From: Venkatesh Pallipadi
Date: Mon May 24 2010 - 20:11:53 EST


Currently, kernel does not have accounting mechanism for softirq and hardirq
times at the task level. There is irq time info in kstat_cpu which is
accumulated at the cpu level.

Without the task level information, the non irq run time of task(s) would
have to be guessed based on their exec time and CPU on which they were
running recently and assuming that the CPU irq time reported are spread
across all the tasks running there. And this guess can be widely off the mark.

Sample case, considering just the softirq:

If there are varied workloads running on a CPU, say a CPU bound task (loop)
and a network IO bound task (nc) along with the network softirq load,
there is no way for the administrator/user to know the non-irq runtime of each
of these tasks. Only information available is the total runtime for each of the
tasks and kstat_cpu softirq time for the CPU.

In this example, considering a 10 second sample, both loop and nc would have
total run time of ~5s. And kstat_cpu softirq on this cpu increase was
355 (~3.5s).

So, all the information the user gets is that both the tasks are running for
roughly the same amount of time and softirq is around 35%. As a result user
may conclude that irq overhead for both tasks are equal (1.75s) and the
non-irq runtime of both the tasks are around ~3.25s. Yes. There is another
factor of system and user time reported for these tasks that I am ignoring
as that is tough to correlate with irq time, in cases where the tasks have
significant non-irq system time.

This change adds tracking of softirq time on each task and task group.
This information is exported in /proc/<pid>/stat.

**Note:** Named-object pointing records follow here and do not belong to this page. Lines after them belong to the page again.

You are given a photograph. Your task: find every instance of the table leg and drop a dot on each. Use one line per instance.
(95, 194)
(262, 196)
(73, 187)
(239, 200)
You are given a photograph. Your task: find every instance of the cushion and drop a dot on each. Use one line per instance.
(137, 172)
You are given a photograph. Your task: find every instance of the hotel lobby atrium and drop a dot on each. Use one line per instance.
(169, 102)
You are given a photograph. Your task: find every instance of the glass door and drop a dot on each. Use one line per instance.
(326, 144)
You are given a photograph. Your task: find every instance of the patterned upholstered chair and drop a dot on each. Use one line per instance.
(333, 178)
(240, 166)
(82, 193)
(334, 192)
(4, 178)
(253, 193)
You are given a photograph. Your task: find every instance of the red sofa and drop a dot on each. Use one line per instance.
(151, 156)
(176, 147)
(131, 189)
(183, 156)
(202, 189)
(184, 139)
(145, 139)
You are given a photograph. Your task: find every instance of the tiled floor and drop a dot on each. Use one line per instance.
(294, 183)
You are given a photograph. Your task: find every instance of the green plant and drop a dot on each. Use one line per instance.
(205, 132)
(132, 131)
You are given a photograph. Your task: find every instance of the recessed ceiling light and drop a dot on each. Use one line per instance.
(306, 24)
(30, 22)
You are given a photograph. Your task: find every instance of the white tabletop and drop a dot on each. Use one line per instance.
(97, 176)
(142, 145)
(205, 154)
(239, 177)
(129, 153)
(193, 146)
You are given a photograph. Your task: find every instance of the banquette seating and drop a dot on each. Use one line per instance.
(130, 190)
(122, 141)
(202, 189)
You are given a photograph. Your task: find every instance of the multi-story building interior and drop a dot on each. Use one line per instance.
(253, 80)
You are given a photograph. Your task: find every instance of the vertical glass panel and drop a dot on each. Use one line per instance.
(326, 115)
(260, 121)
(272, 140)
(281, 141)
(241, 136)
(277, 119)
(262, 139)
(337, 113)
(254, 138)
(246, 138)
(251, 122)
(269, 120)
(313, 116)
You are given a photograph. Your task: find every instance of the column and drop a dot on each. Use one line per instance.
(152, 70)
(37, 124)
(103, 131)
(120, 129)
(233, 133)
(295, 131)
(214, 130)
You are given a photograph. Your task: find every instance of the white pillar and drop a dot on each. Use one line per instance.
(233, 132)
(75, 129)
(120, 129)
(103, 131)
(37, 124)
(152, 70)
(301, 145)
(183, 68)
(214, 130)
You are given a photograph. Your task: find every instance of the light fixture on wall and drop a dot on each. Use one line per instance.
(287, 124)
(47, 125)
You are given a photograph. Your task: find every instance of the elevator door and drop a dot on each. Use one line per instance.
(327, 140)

So, the user can get info like below, looking at exec_time and si_time in
appropriate /proc/<pid>/stat.
(Taken for a 10s interval)
task exec_time softirqtime (in USER_HZ)
(loop) (nc)
505 0 500 359
502 1 501 363
503 0 502 354
504 0 499 359
503 3 500 360

with this, user can get the non-irq run time as 5s and ~1.45s for
loop and nc, respectively.

Signed-off-by: Venkatesh Pallipadi <venki@xxxxxxxxxx>
---
Documentation/filesystems/proc.txt | 5 ++++-
fs/proc/array.c | 17 +++++++++++++++--
include/linux/sched.h | 4 ++++
kernel/exit.c | 2 ++
kernel/sched.c | 9 ++++++---
5 files changed, 31 insertions(+), 6 deletions(-)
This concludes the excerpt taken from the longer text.